La première nuit donc, nous nous arrêtâmes à Strathire, dans la demeure d’un Maclaren ami de Duncan, où nous couchâmes le 21 du mois, et nous en repartîmes vers la tombée de la nuit pour l’étape suivante. Le 22, nous dormîmes dans un fourré de bruyère, sur le flanc du mont Uam Var, en vue d’une harde de daims. Ces dix heures de sommeil, par une belle journée chaude et éventée, sur un terrain bien sec, furent les plus agréables que j’aie jamais goûtées. Cette nuit-là, nous rencontrâmes l’Allan Water et descendîmes son cours. En arrivant sur l’arête des hauteurs, nous découvrîmes sous nos pieds tout le Carse de Stirling, étalé comme une crêpe avec au milieu la ville et le château sur sa colline, et la lune se reflétant sur les eaux du Forth.
– Maintenant, dit Alan, si cela vous intéresse, vous revoilà dans votre pays. Nous avons franchi la limite des Highlands à la première heure ; et à présent, lorsque nous aurons passé cette eau sinueuse, nous pourrons jeter nos bonnets en l’air.
Sur l’Allan Water, tout auprès de son confluent avec le Forth, nous trouvâmes un petit îlot de sable tout plein de bardanes, de séneçons et autres plantes basses, juste suffisantes à nous couvrir si nous restions couchés à plat. Nous y dressâmes notre camp, sous les canons du château de Stirling, dont les tambours battaient à l’occasion de quelque revue de la garnison. Des moissonneurs travaillèrent tout le jour dans un champ qui bordait la rivière, et nous entendions le bruit des faux sur les pierres à aiguiser, avec les voix des gens, et même leurs paroles. Il convenait de rester cachés et de nous taire. Mais le sable de notre petite île était chaud de soleil, les plantes vertes donnaient de l’ombre à nos têtes, nous avions à boire et à manger en abondance, et pour couronner le tout, nous étions en vue du port.
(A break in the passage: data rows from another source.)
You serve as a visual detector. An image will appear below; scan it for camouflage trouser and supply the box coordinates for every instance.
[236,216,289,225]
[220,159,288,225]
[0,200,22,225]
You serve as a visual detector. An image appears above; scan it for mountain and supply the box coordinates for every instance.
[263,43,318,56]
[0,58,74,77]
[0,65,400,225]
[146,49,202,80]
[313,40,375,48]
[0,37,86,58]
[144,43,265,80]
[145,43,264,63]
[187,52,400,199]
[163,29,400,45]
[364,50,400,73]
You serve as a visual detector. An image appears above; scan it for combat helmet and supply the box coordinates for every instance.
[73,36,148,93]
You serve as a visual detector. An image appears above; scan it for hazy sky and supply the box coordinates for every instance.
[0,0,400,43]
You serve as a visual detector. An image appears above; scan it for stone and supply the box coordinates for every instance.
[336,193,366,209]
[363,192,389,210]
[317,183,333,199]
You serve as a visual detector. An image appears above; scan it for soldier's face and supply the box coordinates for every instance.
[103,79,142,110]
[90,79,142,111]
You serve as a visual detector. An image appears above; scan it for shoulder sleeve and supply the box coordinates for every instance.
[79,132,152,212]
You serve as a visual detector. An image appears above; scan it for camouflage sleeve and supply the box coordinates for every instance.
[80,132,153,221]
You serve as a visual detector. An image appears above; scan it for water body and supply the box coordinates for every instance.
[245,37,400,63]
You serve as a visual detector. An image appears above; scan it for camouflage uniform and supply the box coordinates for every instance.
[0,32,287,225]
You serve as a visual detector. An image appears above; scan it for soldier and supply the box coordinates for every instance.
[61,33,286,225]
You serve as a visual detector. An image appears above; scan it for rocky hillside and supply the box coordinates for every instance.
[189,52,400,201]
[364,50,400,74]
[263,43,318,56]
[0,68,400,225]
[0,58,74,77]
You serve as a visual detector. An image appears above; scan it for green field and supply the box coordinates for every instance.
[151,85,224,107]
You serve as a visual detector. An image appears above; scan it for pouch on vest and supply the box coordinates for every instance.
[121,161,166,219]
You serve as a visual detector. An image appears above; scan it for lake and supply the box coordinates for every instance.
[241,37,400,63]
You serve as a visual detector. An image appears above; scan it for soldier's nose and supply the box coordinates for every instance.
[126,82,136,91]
Dès que les moissonneurs eurent quitté le travail et que le crépuscule commença de tomber, nous retournâmes à gué sur la rive et nous nous dirigeâmes vers le pont de Stirling, en traversant les champs et passant sous les clôtures.
Le pont se trouve juste au pied de la colline du château. C’est un vieux pont haut et étroit, avec des poivrières tout le long du parapet ; et l’on peut imaginer avec quel intérêt je l’examinai, moins comme lieu célèbre dans l’histoire que comme représentant les portes de la liberté pour Alan et pour moi. La lune n’était pas encore levée quand nous arrivâmes ; quelques lumières brillaient sur la façade de la forteresse, et au-dessus, dans la ville, quelques fenêtres éclairées ; mais tout était parfaitement tranquille, et il ne semblait pas y avoir de sentinelles pour garder le passage.
J’allais pousser de l’avant, mais mon ami fut plus avisé.
– Tout a l’air bien paisible, dit-il ; mais malgré cela nous allons nous mettre en observation derrière un talus, pour voir.
Nous attendîmes un quart d’heure, des fois chuchotant, ou bien restant à écouter, sans rien entendre que le clapotis des flots contre les piles du pont. Finalement survint une vieille femme clopinant sur une canne à béquille. Elle s’arrêta non loin de notre cachette, marmottant quelque chose à part elle et se plaignant de la longueur du chemin ; puis elle se mit à grimper la forte rampe qui donne accès au pont. La femme était si minuscule dans cette nuit si noire, que nous l’eûmes bientôt perdue de vue ; mais nous entendions décroître peu à peu le bruit de ses pas et de sa canne, et la toux qui lui prenait par accès.
– Elle doit avoir traversé, maintenant, susurrai-je.
– Non, dit Alan, son pas sonne toujours creux sur le pont.
Et juste alors : – Qui vive ! cria une voix, et nous entendîmes la crosse d’un mousquet résonner sur les dalles. Il faut croire que la sentinelle s’était endormie, et nous aurions pu essayer de passer inaperçus ; mais à présent, elle était éveillée, et la chance perdue.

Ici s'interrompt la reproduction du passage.